I tried this at the Chronicle soon after. Someone needed an article edited, and I was taking a rare lunch break after five hours of work on my laptop, and I said I couldn’t right then, and the world did not stop.
I am not beyond overworking. In fact, I am working through a lunch break to write this right now. And sometimes other people are stressed beyond their limits, and putting a little more on your workload to ease their minds can be a kind gesture. But after four positions, a pandemic and two-and-a-half years here, one of the most valuable lessons I learned at the Chronicle is how to manage my time for me — how to step away so I can be present when it matters most.
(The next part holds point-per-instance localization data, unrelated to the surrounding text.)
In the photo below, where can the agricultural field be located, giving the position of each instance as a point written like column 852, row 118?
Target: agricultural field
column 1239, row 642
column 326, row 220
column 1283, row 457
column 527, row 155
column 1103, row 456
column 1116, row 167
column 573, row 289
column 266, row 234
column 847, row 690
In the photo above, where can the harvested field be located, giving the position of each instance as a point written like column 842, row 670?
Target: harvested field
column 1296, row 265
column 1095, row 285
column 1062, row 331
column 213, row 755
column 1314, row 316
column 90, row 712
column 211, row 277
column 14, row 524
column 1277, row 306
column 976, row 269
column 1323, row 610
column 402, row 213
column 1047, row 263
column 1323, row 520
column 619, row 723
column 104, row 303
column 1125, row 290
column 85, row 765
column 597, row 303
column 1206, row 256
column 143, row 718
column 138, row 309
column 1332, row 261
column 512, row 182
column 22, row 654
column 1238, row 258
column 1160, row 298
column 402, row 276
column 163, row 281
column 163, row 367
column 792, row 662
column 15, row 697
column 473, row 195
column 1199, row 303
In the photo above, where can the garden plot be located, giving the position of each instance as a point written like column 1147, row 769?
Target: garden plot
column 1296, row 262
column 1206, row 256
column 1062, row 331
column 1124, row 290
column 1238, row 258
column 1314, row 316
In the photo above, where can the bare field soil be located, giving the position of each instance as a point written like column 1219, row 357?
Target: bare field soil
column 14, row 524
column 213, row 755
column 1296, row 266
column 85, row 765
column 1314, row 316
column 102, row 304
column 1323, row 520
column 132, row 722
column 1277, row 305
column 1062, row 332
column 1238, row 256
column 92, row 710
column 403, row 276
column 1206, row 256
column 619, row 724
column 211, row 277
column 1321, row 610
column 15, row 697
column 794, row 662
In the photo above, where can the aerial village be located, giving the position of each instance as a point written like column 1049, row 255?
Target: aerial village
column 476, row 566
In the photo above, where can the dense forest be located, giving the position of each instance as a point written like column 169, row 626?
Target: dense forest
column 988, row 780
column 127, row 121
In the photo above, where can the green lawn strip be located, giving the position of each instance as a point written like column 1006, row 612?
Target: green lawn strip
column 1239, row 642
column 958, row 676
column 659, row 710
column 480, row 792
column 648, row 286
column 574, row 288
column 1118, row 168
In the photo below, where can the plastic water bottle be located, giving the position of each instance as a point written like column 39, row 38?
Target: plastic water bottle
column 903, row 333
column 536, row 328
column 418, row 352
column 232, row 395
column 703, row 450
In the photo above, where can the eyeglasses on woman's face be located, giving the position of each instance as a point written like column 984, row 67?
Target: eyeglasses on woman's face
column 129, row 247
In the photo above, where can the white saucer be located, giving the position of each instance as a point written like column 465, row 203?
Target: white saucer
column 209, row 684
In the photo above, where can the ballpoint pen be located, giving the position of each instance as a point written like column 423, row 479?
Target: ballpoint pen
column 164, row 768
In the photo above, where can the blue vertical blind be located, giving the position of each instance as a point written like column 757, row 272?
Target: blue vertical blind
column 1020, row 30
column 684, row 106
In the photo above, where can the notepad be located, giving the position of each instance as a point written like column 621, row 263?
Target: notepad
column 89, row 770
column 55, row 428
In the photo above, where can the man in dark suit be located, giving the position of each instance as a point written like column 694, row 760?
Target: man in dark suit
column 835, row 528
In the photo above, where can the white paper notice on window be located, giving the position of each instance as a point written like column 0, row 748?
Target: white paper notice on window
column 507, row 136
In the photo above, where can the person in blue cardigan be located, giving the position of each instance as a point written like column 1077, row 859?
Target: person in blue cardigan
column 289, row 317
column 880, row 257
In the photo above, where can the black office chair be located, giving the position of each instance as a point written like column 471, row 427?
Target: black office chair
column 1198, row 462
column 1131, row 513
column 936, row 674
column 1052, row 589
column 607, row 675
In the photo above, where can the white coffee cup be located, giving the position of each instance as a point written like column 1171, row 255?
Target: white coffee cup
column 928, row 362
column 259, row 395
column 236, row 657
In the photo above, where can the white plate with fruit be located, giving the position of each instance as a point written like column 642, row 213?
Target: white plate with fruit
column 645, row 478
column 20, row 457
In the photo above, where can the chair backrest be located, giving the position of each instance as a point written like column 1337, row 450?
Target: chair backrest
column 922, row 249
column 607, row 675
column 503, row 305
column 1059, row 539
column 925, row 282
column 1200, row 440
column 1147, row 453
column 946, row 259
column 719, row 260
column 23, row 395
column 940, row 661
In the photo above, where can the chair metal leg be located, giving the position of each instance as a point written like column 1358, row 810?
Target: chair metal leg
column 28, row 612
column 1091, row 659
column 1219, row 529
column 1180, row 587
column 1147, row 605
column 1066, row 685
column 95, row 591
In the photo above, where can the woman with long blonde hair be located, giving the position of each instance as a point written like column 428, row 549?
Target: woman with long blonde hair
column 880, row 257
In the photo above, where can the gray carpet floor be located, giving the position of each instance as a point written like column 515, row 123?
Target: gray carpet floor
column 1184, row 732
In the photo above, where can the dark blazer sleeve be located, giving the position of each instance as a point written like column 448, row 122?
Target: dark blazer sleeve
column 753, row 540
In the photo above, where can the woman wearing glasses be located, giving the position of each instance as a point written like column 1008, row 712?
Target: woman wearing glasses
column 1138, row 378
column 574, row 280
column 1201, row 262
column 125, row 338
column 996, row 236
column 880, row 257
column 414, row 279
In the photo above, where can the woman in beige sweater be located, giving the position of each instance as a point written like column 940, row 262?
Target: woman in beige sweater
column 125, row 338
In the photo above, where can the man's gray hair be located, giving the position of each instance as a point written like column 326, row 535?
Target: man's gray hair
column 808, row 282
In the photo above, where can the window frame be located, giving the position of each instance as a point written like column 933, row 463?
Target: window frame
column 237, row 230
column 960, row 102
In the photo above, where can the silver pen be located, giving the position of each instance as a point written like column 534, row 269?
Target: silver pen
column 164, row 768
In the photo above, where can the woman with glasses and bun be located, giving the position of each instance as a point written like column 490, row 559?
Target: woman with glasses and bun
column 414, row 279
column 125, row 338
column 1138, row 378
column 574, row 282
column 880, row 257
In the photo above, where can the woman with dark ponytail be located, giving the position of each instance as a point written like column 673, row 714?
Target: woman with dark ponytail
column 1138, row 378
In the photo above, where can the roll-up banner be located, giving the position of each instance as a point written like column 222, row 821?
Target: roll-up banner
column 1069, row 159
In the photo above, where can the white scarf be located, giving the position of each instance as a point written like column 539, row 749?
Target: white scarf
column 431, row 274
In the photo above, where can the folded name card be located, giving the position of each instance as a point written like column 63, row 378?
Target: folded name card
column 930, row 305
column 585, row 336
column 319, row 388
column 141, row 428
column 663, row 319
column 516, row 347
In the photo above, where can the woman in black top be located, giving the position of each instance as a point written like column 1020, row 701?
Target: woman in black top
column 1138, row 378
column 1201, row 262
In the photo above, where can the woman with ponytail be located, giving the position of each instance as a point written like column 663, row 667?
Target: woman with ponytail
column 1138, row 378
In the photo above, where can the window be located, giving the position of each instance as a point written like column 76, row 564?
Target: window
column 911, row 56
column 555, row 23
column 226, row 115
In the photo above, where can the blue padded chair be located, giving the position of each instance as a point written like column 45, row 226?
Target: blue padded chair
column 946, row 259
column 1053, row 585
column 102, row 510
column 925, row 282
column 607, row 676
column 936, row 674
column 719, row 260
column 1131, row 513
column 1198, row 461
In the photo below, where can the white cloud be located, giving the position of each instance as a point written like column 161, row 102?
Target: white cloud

Also, that I need to request to work from home under the comfort of my heat pad when I’m on my period.
I am a loyal person, so going from one workplace to the next is difficult for me. One of my first days of Chronicle training, another employee said they were entering their third year here, and Travis Truitt, our general manager for student media, joked with her that ideally, students move on to other internships by that point. I am so grateful I did both.
But when it is time, it is time, and as I am graduating in a matter of days, it is definitely time. At the same time, however, leaving all these lovely, sweet, intelligent, diligent people will still be rough.
If you’re reading this, I love you. And you need to chill out.